Primer álbum: Tesura (“no pasó nada con ese disco”, reconoce su tío Mario). Primer éxito: A la memoria del muerto, en la voz de Piper Pimienta (asesinado en 1998). Primer éxito en el exterior: La fruta bomba. Otras canciones inmortales: El ausente, El caminante, Manyoma. La cúspide del éxito: El preso (escrita por Álvaro Velásquez).
La gloria le llegó a Fruko cuando era muy joven. Le llegó acompañada de todo lo que la gloria implicaba en ese momento, en el que —en palabras de él— la narcocultura se había apoderado de todo. Él mismo la enfrentó cara a cara, una noche, en un baño del Hotel Intercontinental de Medellín. “Fue la única vez en la vida que crucé palabra con Pablo Escobar. Me dijo: ‘métase un pase hombre. Deje los instrumentos y véngase a trabajar conmigo. Yo sé que vos pegás duro, que sabés disparar’”. Fruko sabía disparar. Le gustaba el tiro al blanco. “Con un rifle de copas le pegaba a un fosforito a 20 metros”. La gloria le llegó a Fruko y se le desbordó.

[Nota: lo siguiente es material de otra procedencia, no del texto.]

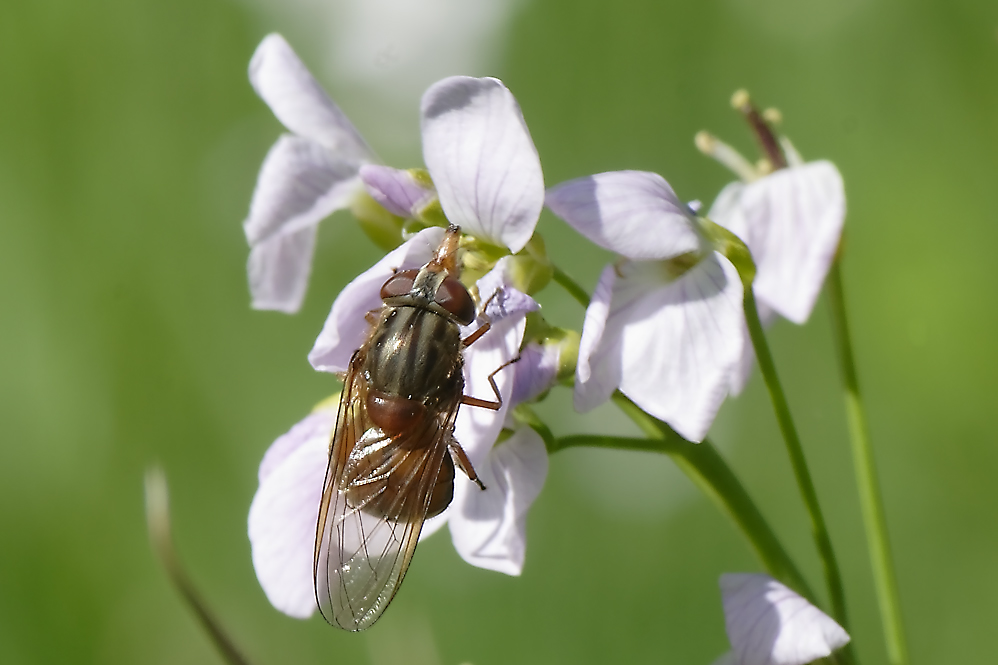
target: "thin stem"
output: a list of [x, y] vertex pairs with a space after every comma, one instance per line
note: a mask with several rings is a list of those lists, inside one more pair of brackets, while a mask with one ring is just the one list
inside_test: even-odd
[[856, 482], [859, 486], [859, 501], [863, 511], [863, 525], [866, 527], [866, 540], [870, 549], [870, 563], [873, 567], [874, 585], [880, 617], [883, 622], [884, 640], [887, 643], [887, 656], [891, 665], [905, 665], [908, 662], [908, 646], [901, 618], [901, 601], [898, 597], [897, 579], [894, 575], [893, 557], [887, 535], [887, 519], [881, 498], [880, 483], [870, 444], [870, 433], [866, 424], [866, 411], [860, 399], [859, 380], [856, 376], [856, 361], [852, 353], [849, 336], [849, 321], [846, 318], [845, 294], [842, 288], [842, 273], [839, 262], [832, 263], [828, 273], [828, 299], [832, 306], [832, 323], [839, 347], [839, 362], [842, 365], [842, 382], [845, 384], [846, 417], [849, 421], [849, 438], [852, 440], [853, 464], [856, 467]]
[[[801, 595], [814, 599], [804, 576], [783, 549], [745, 487], [710, 441], [704, 440], [699, 444], [687, 441], [668, 424], [642, 411], [619, 391], [614, 394], [613, 401], [650, 438], [605, 437], [609, 447], [655, 450], [669, 455], [676, 466], [741, 529], [770, 575], [796, 589]], [[559, 439], [559, 443], [562, 446], [591, 445], [586, 443], [586, 438], [565, 437]]]
[[249, 665], [249, 660], [239, 651], [235, 642], [228, 636], [222, 624], [215, 618], [208, 605], [201, 599], [194, 582], [188, 577], [173, 547], [170, 529], [170, 503], [166, 485], [166, 475], [159, 467], [146, 472], [146, 526], [153, 550], [159, 555], [163, 568], [173, 585], [194, 611], [201, 626], [207, 631], [222, 659], [229, 665]]
[[569, 277], [565, 271], [558, 266], [554, 266], [554, 281], [562, 286], [568, 294], [575, 298], [583, 307], [589, 307], [589, 294], [579, 286], [578, 282]]
[[780, 431], [783, 433], [783, 441], [787, 445], [787, 453], [790, 455], [790, 464], [794, 469], [794, 476], [797, 478], [797, 487], [801, 497], [804, 499], [804, 506], [807, 508], [811, 518], [811, 535], [814, 537], [818, 554], [825, 572], [825, 582], [828, 585], [828, 594], [831, 599], [832, 613], [836, 621], [843, 628], [849, 630], [846, 619], [845, 593], [842, 589], [842, 576], [839, 573], [838, 563], [835, 561], [835, 552], [832, 550], [832, 541], [828, 536], [828, 528], [825, 526], [825, 518], [821, 514], [821, 506], [818, 504], [818, 493], [814, 489], [811, 480], [811, 472], [807, 468], [807, 461], [804, 459], [804, 449], [801, 447], [800, 437], [797, 435], [797, 428], [794, 426], [793, 418], [790, 415], [790, 405], [787, 403], [780, 379], [776, 374], [776, 364], [773, 356], [769, 352], [769, 344], [766, 342], [766, 335], [762, 331], [762, 323], [759, 321], [759, 311], [755, 305], [755, 295], [751, 286], [745, 289], [745, 320], [748, 323], [749, 335], [752, 337], [752, 345], [755, 347], [755, 355], [759, 359], [759, 368], [762, 376], [766, 380], [766, 387], [769, 389], [769, 397], [773, 402], [773, 410], [776, 412], [776, 419], [780, 424]]

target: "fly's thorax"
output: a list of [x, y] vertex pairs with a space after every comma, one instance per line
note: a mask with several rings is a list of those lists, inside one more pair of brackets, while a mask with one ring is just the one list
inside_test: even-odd
[[461, 329], [422, 307], [386, 306], [368, 343], [371, 389], [421, 401], [428, 408], [464, 389]]

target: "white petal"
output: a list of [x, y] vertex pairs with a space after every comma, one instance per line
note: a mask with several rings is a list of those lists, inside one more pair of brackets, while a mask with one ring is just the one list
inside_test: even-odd
[[366, 316], [381, 309], [381, 287], [396, 270], [419, 268], [433, 256], [444, 230], [423, 229], [344, 287], [308, 354], [320, 372], [345, 372], [370, 332]]
[[267, 452], [260, 462], [258, 479], [263, 484], [267, 477], [274, 472], [274, 469], [281, 466], [306, 441], [315, 438], [329, 439], [333, 435], [333, 427], [336, 426], [336, 408], [323, 408], [313, 411], [305, 416], [303, 420], [296, 423], [290, 430], [277, 437], [270, 444]]
[[247, 272], [253, 309], [294, 314], [301, 308], [312, 272], [318, 228], [285, 233], [250, 249]]
[[315, 226], [363, 191], [357, 166], [318, 143], [284, 135], [260, 167], [243, 230], [250, 245]]
[[520, 351], [520, 359], [514, 365], [510, 406], [528, 402], [554, 385], [560, 358], [560, 344], [527, 344]]
[[256, 93], [295, 134], [321, 143], [336, 157], [354, 164], [375, 159], [284, 37], [276, 33], [264, 37], [250, 60], [249, 76]]
[[[701, 441], [728, 393], [744, 344], [738, 274], [716, 253], [674, 280], [658, 262], [620, 269], [624, 276], [613, 284], [590, 373], [606, 383], [619, 375], [620, 391], [638, 406], [684, 438]], [[581, 345], [579, 355], [581, 366]]]
[[436, 190], [424, 187], [409, 171], [390, 166], [365, 164], [360, 178], [371, 198], [399, 217], [413, 217], [436, 196]]
[[250, 505], [249, 539], [260, 586], [274, 607], [299, 619], [307, 619], [316, 609], [315, 524], [334, 419], [326, 417], [327, 428], [318, 426], [315, 414], [299, 423], [285, 437], [298, 439], [302, 426], [310, 436], [298, 439], [290, 452], [275, 450], [292, 447], [285, 437], [274, 443], [264, 457], [260, 487]]
[[804, 323], [842, 235], [845, 190], [838, 169], [823, 161], [779, 170], [745, 185], [735, 207], [735, 212], [722, 209], [714, 221], [752, 251], [757, 299]]
[[552, 187], [546, 203], [576, 231], [629, 259], [668, 259], [704, 247], [690, 209], [657, 173], [571, 180]]
[[422, 128], [423, 158], [447, 218], [520, 251], [544, 205], [544, 179], [513, 95], [493, 78], [444, 79], [423, 95]]
[[738, 665], [804, 665], [849, 642], [835, 621], [768, 575], [722, 575], [721, 596]]
[[603, 339], [616, 280], [617, 273], [612, 265], [603, 268], [586, 308], [579, 340], [579, 361], [575, 367], [574, 403], [579, 411], [595, 409], [620, 387], [620, 335], [611, 334]]
[[544, 442], [523, 427], [475, 466], [485, 491], [463, 476], [454, 484], [450, 530], [468, 563], [519, 575], [526, 551], [527, 510], [547, 477]]

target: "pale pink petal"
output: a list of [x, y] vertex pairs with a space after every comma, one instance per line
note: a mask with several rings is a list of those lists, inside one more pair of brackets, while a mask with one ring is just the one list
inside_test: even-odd
[[450, 531], [454, 548], [468, 563], [519, 575], [526, 551], [527, 510], [547, 477], [544, 442], [523, 427], [496, 445], [475, 466], [482, 491], [460, 476], [454, 483]]
[[760, 304], [794, 323], [807, 321], [845, 220], [845, 190], [835, 165], [811, 162], [745, 185], [738, 204], [720, 208], [713, 219], [751, 250]]
[[250, 83], [277, 119], [354, 164], [374, 154], [343, 112], [326, 95], [284, 38], [264, 37], [250, 60]]
[[721, 596], [738, 665], [804, 665], [849, 642], [828, 615], [768, 575], [722, 575]]
[[327, 442], [333, 437], [333, 427], [336, 426], [336, 409], [322, 408], [313, 411], [305, 418], [296, 423], [290, 430], [277, 437], [274, 443], [263, 455], [260, 462], [258, 478], [263, 484], [267, 477], [273, 473], [274, 469], [284, 463], [291, 454], [302, 446], [306, 441], [315, 438], [325, 439]]
[[634, 260], [707, 248], [692, 211], [657, 173], [613, 171], [552, 187], [548, 208], [600, 247]]
[[522, 351], [514, 365], [513, 392], [510, 405], [529, 402], [554, 385], [558, 375], [558, 362], [561, 357], [560, 344], [540, 344], [530, 342]]
[[[627, 263], [619, 270], [623, 277], [613, 283], [605, 329], [589, 353], [590, 381], [600, 377], [605, 393], [619, 376], [620, 391], [635, 404], [684, 438], [701, 441], [728, 393], [744, 344], [738, 274], [716, 253], [678, 279], [668, 278], [658, 262]], [[581, 344], [579, 356], [581, 368]], [[576, 404], [584, 401], [580, 389], [588, 386], [577, 386]]]
[[267, 153], [243, 230], [250, 245], [294, 233], [350, 206], [363, 191], [357, 166], [318, 143], [284, 135]]
[[382, 285], [396, 270], [419, 268], [426, 264], [440, 244], [443, 233], [441, 228], [423, 229], [344, 287], [308, 354], [312, 367], [332, 373], [347, 370], [354, 351], [360, 348], [370, 332], [367, 313], [381, 309]]
[[249, 512], [260, 586], [274, 607], [299, 619], [316, 609], [312, 557], [332, 429], [320, 425], [313, 414], [274, 443], [261, 465], [262, 480]]
[[416, 180], [412, 173], [380, 164], [360, 167], [360, 179], [367, 193], [388, 212], [399, 217], [414, 217], [437, 192]]
[[579, 340], [579, 361], [575, 367], [574, 402], [579, 411], [595, 409], [620, 387], [622, 354], [620, 335], [615, 334], [619, 331], [612, 331], [604, 339], [616, 281], [616, 269], [613, 266], [603, 268], [586, 308]]
[[544, 205], [544, 179], [509, 90], [493, 78], [439, 81], [423, 95], [422, 129], [423, 158], [447, 218], [520, 251]]
[[[489, 375], [517, 357], [526, 327], [526, 314], [538, 307], [533, 298], [507, 286], [504, 267], [505, 263], [500, 261], [478, 280], [478, 292], [489, 300], [485, 311], [491, 327], [464, 351], [464, 394], [489, 401], [496, 399], [489, 384]], [[480, 325], [476, 321], [465, 326], [461, 336], [467, 337]], [[510, 365], [493, 377], [502, 395], [502, 407], [498, 410], [464, 405], [458, 411], [454, 435], [472, 463], [484, 459], [499, 436], [510, 408], [515, 375], [515, 365]]]
[[308, 226], [250, 248], [249, 273], [253, 309], [294, 314], [301, 308], [312, 272], [317, 228]]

Hoy es otro, lo dice él, lo dicen su esposa, Rosa, y su tío Mario. “Fue como pasar de la noche al día”. Es fiel creyente de la Cienciología. Está enamorado de la rubia de pelo ensortijado, ropa ajustada, ojos verdes y rasgados que conoció diez años atrás. No toma. No fuma. “No comemos ni chicharrón ni carnes rojas. Tenemos una dieta muy balanceada. Trasnochamos sólo cuando hay conciertos”, dice ella. Están casados por lo civil y este año, que él cumple 60 y ella 49, planean la boda en un altar. Quieren tener hijos. Eso está diciendo Rosa cuando timbra su celular. “Oye, te hablo de la prisión…”, es la música que sale de su teléfono. “Habla la esposa de Fruko”.
La herencia del salsero
¿Qué significa ‘Fruko’ para la música colombiana? La pregunta la responde Jaime Andrés Monsalve, jefe musical de la Radio Nacional de Colombia. “Mucho se ha hablado acerca de la importancia que don Julio Estrada ha tenido para el desarrollo de la salsa. Redundar en esas buenas labores iría en detrimento de la verdadera impronta que, de manera algo silenciosa, ha dejado Fruko para la música en general: la de ojo avizor de talentos”.
Y continúa: “El desarrollo sonoro de la música popular le debe todo a Discos Fuentes y, en ese sentido, la disquera le debe todo al olfato de Estrada: cuando su propio grupo se le quedó pequeño para desarrollar otros géneros populares e invitar a más cantantes, se inventó a los Latin Brothers. Cuando la cumbia psicodélica al estilo peruano era lo que se imponía, impulsó el nacimiento de Afrosound. Y como respuesta al creciente movimiento isleño en la música de los 70, hizo que naciera Wganda Kenya”.
Fruko en frases
"Un día llegó Lisandro Meza al estudio y me dijo que me parecía a la muñequita de trenzas que publicitaba una salsa de tomate. Ahí empecé a llamarme ‘Fruko’ ".
"Tengo más de ocho mil temas grabados. Largas horas en estudios acompañando a grupos, duetos, grandes orquestas".
"He estado en los mejores lugares del mundo. He comido en el Molino Rojo en Francia y también al lado del río Amazonas con indígenas que no tienen un peso".
"Nuestras canciones, que eran el refugio de muchos desdichados, eran plegarias: ‘Virgen de las Mercedes, patrona de los reclusos’".